Le mufti Albar Hazrat Krganov, responsable de l’Assemblée spirituelle des musulmans de Russie (DSMR) peut être considéré comme un missus dominicus, littéralement un « envoyé du maître ». Chargé par le Kremlin de développer des liens avec les responsables musulmans africains. Ainsi récemment au Sénégal, avec des représentants de la confrérie soufie Tariqa Qadiri.
Des liaisons qui interrogent. L’islam russe n’est-il pas devenu un outil d’influence au service de Moscou ? Un sergent-recruteur ? Au service d’un vaste dessein : renforcer le réservoir de combattants des Forces Armées de la fédération de Russie (FAFR) en Ukraine.
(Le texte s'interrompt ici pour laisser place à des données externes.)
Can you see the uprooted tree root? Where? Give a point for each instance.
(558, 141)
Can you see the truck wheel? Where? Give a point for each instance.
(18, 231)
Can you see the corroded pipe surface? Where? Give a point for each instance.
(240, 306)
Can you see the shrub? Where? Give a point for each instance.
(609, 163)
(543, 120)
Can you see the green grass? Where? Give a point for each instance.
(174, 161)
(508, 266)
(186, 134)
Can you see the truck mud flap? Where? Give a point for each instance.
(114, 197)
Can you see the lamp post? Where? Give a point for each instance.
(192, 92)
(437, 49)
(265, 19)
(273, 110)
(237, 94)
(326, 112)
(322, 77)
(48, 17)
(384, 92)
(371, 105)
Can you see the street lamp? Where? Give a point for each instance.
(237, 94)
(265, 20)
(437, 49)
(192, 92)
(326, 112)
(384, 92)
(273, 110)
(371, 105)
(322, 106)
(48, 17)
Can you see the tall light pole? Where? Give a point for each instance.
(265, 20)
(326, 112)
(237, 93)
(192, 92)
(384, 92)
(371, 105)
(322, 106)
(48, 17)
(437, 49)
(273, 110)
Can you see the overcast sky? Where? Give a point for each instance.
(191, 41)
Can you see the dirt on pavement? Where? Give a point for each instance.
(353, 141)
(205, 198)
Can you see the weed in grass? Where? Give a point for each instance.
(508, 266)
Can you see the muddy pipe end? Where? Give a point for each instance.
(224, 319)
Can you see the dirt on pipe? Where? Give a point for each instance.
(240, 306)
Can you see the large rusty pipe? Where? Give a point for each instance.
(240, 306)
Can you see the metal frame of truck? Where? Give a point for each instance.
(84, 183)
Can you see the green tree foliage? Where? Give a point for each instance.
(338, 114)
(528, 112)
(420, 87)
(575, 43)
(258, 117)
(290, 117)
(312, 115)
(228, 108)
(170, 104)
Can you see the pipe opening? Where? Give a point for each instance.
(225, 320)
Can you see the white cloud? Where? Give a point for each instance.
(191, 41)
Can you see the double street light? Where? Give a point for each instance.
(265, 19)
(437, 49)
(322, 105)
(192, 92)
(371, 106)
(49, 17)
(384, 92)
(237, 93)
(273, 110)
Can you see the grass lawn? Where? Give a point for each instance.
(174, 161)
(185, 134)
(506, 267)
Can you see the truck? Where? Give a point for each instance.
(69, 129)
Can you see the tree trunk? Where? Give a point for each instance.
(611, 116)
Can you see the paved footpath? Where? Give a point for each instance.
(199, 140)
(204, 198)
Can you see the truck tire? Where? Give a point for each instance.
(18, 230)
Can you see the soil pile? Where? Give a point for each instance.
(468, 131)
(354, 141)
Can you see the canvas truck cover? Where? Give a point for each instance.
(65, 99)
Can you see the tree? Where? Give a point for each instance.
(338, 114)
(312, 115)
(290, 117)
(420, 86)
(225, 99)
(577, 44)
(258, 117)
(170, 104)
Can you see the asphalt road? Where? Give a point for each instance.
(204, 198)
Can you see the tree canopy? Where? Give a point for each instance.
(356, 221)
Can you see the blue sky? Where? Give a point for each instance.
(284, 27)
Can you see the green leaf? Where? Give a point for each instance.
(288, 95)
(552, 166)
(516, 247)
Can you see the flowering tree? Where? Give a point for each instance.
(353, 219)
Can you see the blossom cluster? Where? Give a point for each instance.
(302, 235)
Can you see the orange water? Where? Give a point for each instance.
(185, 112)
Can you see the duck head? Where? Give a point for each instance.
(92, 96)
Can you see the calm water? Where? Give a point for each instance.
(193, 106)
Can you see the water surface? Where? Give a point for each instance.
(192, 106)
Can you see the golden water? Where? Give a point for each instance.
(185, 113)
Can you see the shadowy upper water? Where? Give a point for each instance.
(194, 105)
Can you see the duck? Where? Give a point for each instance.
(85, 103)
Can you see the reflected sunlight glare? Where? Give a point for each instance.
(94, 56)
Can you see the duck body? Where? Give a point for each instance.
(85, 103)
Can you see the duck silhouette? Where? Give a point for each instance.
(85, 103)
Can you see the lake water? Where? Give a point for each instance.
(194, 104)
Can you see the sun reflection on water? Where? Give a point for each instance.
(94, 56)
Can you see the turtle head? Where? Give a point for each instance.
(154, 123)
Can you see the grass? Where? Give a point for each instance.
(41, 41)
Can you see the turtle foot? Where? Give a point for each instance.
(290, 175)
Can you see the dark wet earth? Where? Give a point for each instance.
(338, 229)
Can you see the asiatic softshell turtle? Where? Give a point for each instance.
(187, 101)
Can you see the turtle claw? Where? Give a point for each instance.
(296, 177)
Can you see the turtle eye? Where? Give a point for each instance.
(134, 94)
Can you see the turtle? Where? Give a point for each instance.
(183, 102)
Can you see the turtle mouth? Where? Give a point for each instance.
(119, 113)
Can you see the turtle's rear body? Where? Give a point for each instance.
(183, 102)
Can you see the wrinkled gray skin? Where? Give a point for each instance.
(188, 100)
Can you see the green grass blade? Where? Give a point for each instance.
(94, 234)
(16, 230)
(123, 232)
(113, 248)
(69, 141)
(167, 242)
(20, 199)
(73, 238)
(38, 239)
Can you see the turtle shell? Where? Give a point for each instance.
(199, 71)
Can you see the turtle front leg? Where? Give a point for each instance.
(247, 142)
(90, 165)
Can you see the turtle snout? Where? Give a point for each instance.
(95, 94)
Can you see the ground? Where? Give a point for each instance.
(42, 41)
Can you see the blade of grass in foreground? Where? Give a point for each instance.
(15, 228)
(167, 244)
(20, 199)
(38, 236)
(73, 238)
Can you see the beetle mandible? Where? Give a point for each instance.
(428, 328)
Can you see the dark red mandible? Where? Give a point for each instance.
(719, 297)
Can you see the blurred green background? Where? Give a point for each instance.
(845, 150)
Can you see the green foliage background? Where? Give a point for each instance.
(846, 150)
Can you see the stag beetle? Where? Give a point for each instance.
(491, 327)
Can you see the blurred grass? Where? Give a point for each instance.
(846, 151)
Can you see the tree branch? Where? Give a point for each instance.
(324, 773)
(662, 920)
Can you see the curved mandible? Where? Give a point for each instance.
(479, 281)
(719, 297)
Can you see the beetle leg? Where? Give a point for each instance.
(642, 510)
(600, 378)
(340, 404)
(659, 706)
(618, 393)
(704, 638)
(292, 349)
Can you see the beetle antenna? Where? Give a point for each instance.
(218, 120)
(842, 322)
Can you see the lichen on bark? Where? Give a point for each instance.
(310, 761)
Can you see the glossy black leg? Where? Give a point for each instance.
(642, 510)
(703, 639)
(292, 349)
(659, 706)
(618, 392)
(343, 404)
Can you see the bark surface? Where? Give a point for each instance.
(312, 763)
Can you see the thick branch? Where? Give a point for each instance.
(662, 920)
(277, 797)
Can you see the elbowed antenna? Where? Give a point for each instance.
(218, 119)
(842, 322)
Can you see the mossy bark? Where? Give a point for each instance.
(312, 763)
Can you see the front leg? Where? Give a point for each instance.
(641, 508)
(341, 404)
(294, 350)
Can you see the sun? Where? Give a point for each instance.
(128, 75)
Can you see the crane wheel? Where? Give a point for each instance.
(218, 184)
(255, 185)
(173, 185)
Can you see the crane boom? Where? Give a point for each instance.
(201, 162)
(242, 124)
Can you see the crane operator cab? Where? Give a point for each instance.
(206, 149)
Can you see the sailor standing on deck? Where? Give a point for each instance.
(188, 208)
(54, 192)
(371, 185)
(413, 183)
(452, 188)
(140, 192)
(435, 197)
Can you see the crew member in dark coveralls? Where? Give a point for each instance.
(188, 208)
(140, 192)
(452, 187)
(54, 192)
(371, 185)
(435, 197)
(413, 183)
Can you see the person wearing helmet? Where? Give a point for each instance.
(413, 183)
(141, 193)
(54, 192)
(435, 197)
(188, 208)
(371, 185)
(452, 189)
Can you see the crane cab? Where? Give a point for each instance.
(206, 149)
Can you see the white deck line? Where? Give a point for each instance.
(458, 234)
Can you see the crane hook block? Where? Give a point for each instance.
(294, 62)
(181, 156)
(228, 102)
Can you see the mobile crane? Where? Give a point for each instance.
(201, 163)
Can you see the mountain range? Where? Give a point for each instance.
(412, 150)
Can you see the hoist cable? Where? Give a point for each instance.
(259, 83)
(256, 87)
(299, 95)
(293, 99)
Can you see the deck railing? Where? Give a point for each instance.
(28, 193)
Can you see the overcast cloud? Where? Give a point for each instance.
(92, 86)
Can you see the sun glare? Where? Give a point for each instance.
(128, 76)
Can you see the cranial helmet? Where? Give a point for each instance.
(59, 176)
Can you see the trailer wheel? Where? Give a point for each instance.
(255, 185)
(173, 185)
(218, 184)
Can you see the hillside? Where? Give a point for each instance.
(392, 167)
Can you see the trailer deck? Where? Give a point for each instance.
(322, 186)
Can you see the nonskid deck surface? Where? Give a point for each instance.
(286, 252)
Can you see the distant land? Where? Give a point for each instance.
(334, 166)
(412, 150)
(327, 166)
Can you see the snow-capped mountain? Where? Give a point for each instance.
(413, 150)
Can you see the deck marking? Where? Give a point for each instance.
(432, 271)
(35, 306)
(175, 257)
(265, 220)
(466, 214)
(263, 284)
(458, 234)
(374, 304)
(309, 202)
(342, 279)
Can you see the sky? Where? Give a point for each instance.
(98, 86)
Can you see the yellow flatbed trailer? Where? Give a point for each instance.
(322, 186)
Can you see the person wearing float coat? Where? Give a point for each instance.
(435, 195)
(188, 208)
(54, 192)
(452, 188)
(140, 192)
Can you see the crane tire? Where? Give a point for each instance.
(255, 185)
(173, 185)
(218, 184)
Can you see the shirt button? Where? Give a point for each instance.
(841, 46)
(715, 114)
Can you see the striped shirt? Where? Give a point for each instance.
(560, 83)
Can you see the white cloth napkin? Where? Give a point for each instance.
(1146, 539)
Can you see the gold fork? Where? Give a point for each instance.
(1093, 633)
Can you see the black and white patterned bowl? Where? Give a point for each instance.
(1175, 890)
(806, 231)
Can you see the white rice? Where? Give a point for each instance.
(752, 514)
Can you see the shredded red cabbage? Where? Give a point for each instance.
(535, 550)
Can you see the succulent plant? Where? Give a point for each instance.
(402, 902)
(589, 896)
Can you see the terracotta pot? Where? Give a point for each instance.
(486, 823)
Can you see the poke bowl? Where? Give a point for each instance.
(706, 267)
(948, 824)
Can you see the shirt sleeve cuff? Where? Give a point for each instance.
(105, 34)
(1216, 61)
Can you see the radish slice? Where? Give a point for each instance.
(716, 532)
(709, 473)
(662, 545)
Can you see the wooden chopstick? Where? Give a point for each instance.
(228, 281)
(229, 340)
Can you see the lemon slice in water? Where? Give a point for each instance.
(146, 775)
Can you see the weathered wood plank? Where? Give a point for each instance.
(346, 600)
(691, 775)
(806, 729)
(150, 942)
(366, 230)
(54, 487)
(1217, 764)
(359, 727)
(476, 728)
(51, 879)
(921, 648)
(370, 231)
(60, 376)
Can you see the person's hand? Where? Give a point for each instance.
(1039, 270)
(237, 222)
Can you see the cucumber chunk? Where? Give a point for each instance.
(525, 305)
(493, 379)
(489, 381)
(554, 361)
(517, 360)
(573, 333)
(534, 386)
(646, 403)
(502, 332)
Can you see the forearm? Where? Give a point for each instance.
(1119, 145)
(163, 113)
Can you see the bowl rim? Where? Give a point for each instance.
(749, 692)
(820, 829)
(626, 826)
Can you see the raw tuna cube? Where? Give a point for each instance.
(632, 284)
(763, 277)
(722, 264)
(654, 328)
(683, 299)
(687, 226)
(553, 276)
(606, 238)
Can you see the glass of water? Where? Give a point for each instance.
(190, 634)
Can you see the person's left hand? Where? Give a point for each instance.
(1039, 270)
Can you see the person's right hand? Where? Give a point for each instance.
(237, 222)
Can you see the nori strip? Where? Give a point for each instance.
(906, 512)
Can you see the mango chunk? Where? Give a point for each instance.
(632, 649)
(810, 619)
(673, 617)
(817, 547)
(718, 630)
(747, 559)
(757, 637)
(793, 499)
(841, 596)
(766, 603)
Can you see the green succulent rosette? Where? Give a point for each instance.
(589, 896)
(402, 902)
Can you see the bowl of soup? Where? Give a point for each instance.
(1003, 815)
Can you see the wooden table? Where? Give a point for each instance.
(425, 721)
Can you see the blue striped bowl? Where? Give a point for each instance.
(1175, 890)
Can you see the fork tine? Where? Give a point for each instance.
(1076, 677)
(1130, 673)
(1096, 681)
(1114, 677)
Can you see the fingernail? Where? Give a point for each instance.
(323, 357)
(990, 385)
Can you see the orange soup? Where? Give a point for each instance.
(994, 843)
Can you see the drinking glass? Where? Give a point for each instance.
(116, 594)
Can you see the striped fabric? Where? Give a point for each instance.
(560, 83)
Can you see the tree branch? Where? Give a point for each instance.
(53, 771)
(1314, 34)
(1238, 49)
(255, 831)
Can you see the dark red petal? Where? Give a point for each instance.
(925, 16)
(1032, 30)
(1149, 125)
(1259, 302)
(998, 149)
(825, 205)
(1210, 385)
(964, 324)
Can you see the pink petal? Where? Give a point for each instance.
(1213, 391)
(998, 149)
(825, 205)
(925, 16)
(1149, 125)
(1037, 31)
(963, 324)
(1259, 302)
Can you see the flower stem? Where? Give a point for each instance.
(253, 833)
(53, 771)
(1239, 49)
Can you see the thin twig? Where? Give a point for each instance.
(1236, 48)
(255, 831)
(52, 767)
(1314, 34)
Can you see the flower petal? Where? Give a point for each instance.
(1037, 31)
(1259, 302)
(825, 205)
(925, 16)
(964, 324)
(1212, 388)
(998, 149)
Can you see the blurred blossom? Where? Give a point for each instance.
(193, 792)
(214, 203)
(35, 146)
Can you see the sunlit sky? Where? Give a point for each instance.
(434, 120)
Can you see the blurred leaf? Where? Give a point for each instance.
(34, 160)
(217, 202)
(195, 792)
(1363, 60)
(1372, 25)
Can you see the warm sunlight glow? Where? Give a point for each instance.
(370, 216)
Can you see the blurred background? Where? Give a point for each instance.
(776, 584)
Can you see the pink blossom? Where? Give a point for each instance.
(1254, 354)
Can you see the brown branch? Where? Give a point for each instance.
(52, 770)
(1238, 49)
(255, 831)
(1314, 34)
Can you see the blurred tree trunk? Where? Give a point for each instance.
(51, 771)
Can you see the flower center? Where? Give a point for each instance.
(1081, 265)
Un spécialiste de la Russie à Balard livre son analyse : « la mécanique mise en place par Moscou repose sur trois points : sacraliser la guerre en mobilisant orthodoxie et islam institutionnel ; exporter ce narratif en direction d’oreilles attentives ; valoriser religieusement et pécuniairement l’engagement de recrues étrangères ». C’est ainsi que des milliers d’Africains se retrouvent sur le front ukrainien, engagés pas forcément si volontaires que cela.
Les connaisseurs de la galaxie médiatique pro-Poutine auront remarqué 
aux côtés du mufti, la présence d’Alexandre Malkevitch « apparatchik propagandiste lié à Wagner » selon Reporters sans frontières qui a enquêté sur lui. Assistance qui semble confirmer l’articulation entre désinformation, religion et stratégie d’influence.


Illustration : Rencontre entre le mufti Krganov (cercle rouge), le chef du département international de la Tariqa Qadiri d'Afrique, le cheikh adjoint de la Tariqa Qadiri du Sénégal, Irfan Ali Dabu, le mufti de la région de Volgograd, Abdullah-Hadji Kifah Bata, et le chef du département des relations internationales du DSMR, D. Gilmiyanov. © DSMR.